Знакомство с Дашковой сыграло, должно быть, не последнюю роль в решении философа посетить давно уже интересовавшую его Россию.

А как рассказала о парижских встречах 1770 г. сама Дашкова?

В «Записках» есть страницы, не раз привлекавшие особое внимание и первых их читателей, и современных исследователей. Те, где Екатерина Романовна излагает свои разговоры с Дидро о крепостничестве.

«Однажды разговор коснулся рабства наших крестьян.[46]

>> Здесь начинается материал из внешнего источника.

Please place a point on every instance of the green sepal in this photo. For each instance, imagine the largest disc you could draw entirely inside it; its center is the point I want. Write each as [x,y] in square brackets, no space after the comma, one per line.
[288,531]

— У меня душа не деспотична… вы можете мне верить. Я установила в моем орловском имении такое управление, которое сделало крестьян счастливыми и богатыми и ограждает их от ограблений и притеснения мелких чиновников. Благосостояние наших крестьян увеличивает и наши доходы, следовательно, надо быть сумасшедшим, чтобы самому иссушить источник собственных доходов…

— Но вы не можете отрицать, княгиня, что, будь они свободны, они стали бы просвещеннее и вследствие этого богаче.

— Если бы самодержец, — ответила я, — разбивая несколько звеньев, связывающих крестьянина с помещиком, одновременно разбил бы звенья, приковывающие помещиков к воле самодержавных государей, я с радостью и хоть бы своею кровью подписалась бы под этой мерой. Впрочем, простите мне, если я вам скажу, что вы спутали следствия с причинами. Просвещение ведет к свободе; свобода же без просвещения породила бы только анархию и беспорядок. Когда низшие классы моих соотечественников будут просвещены, тогда они будут достойны свободы, т[ак] к[ак] они тогда только сумеют воспользоваться ею без ущерба для своих сограждан и не разрушат порядка и отношений, неизбежных при всяком образе правления.

— Вы отлично доказываете, дорогая княгиня, но вы меня еще не убедили…»

Однако прервем ненадолго этот диалог, чтобы вспомнить небольшой эпизод, происшедший за несколько лет до парижской встречи русской княгини и французского философа.

1 ноября 1766 г. в Вольное экономическое общество поступило щедрое пожертвование: неизвестная особа передавала Обществу «на такое употребление, какое оно заблагорассудит», тысячу червонцев.

Вольное экономическое общество, основанное в 1765 г. для «исправления земледелия и домоводства», как определено было в учредительном указе, находилось под особым покровительством Екатерины. Состояли в нем наиболее влиятельные придворные, главным действующим лицом был Григорий Орлов. Дашкова также являлась членом Общества.

В письме, сопровождавшем анонимное пожертвование (кстати сказать, императрица предлагала дарителю две тысячи взамен его одной, если только он откроется, о чем было объявлено в четвертой части «Трудов к поощрению в России земледелия и домостроительства» и в некоторых иностранных газетах), рекомендовалось обсудить вопрос о «поземельной собственности» крестьян — крепостной зависимости.

Экономическое общество решило объявить конкурс на лучшее сочинение на тему: «Что полезнее для общества: чтоб крестьянин имел в собственности землю или токмо движимое имение, и сколь далеко его права на то или другое имение простираться должны?».[47]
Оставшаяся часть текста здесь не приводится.